La broma no queda ahí. La dirección de actores es carente de toda lógica o creatividad. La mayoría de las veces, los actores se limitan a entonar sus diálogos al viento, en vez de dirigirse al receptor de las frases. El movimiento en escena de los personajes es igualmente plano: Gurnemanz no se mueve de su sitio en los primeros tres cuartos de hora de obra, Kundry entra y permanece en el mismo lugar mirando al suelo, Parsifal entra por un lateral y se queda allí hasta la escena de la transformación...

Otro detalle igualmente ridículo es el vuelo del cisne. Éste está representado por una especie de trapo blanco ensartado en un aro metálico. Es movido por unos hilos desde el lateral derecho del escenario hasta el suelo, de dónde es recogido con mucha pompa por un caballero del grial. Un efecto realmente pobre.

La escena de la transformación es otra simpleza. Los cilindros se desplazan hacia el foro, dejando únicamente cuatro columnas que servirán para el templo del Grial. Entran en escena un grupo de armaduras medievales con velas encendidas, que se deslizan sobre ruedas.

Hay que decir que la enorme embocadura del escenario del Real fue tapada en más de su mitad por un panel negro, que permanece a lo largo de la función. En esta escena, además, a algún genio de la escenografía se le ocurrió hacer descender otro telón oscuro, tapando en total dos tercios del escenario. Resultado: los pobres mortales condenados a asientos de menor visibilidad, se pueden olvidar de contemplar el escenario.

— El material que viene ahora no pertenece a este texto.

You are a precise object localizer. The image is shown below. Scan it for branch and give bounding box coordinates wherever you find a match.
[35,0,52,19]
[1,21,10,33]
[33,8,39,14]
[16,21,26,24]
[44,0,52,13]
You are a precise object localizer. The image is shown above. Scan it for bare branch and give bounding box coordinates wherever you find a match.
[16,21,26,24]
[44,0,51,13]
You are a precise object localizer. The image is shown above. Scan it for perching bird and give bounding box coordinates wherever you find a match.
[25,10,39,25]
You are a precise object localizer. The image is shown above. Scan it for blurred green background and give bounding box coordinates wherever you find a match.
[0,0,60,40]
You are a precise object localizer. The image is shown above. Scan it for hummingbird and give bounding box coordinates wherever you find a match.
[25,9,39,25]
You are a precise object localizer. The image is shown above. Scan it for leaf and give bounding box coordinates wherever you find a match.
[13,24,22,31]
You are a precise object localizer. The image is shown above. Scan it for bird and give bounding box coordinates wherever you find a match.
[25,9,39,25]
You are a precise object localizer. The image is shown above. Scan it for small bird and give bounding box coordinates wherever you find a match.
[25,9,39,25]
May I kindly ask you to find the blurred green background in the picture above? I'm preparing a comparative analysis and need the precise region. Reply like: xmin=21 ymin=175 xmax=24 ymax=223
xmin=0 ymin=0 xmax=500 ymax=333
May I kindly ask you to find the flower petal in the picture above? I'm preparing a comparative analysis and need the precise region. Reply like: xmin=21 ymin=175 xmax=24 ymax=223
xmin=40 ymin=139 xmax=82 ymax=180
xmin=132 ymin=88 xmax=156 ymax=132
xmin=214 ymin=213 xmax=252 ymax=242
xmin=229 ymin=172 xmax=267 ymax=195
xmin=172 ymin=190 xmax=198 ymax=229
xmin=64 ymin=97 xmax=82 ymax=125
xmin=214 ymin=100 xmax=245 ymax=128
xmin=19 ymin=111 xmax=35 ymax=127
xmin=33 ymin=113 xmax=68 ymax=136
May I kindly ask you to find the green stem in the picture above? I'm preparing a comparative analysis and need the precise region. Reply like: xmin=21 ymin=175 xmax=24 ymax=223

Desde la parte izquierda se desliza hacia el centro de la escena una estrecha pero larguísima mesa iluminada desde el interior de su tablero. Sobre ella se encuentran distribuidas un montón de copas de plástico y unas bolas de color negro que supongo serían panes (¿?). Es un efecto realmente cutre.

El Grial, por si alguien se piensa que esos salvajes de la escena podían respetarlo, es un pedrusco informe que Amfortas se encarga de levantar con mucho boato. Titurel canta sus frases desde el interior de una de las armaduras que entraron al principio. Los caballeros se sientan a la mesa y la abandonan aleatoriamente tras la consagración, perdiéndose así el sentido de “hermandad” de los caballeros.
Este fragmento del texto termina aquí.